Sabine Asgodom: 2004 war das Thema ein Renner und ging wirklich ab. Das Buch verkaufte sich hervorragend, ich hielt viele Vorträge, aber so ungefähr 2008 wars tot, wirklich tot. Kein Mensch wollte mehr etwas über Gelassenheit erfahren. Alle waren mit der Krise beschäftigt. Nun zieht es seit drei, vier Jahren wieder extrem an.
Weil wir in Zeiten neuer Umbrüche und Unsicherheiten leben?
Und wir zuviel um die Ohren haben, ja, und Gelassenheit dringend brauchen. Ein guter, klarer Kopf hilft in unruhigen Zeiten.

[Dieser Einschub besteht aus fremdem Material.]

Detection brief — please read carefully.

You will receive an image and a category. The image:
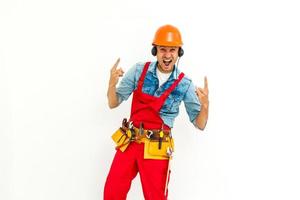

Wie hat sich der Umgang mit Gelassenheit über die Jahre verändert?
Die Sensibilität für das Thema hat sich erhöht und in Unternehmen herumgesprochen, das hat sich wirklich verändert. Ich habe das Thema mal einem Personalchef vorgeschlagen, und der fragte mich mit großer Ernsthaftigkeit, was denn jetzt Humor mit Erfolg zu tun hätte. Das ist heute keine Frage mehr. Man weiß, dass man Mitarbeiter begeistern muss, und dass die Mitarbeiter begeistert gehören, und dass Humor sehr viele Konflikte lösen kann.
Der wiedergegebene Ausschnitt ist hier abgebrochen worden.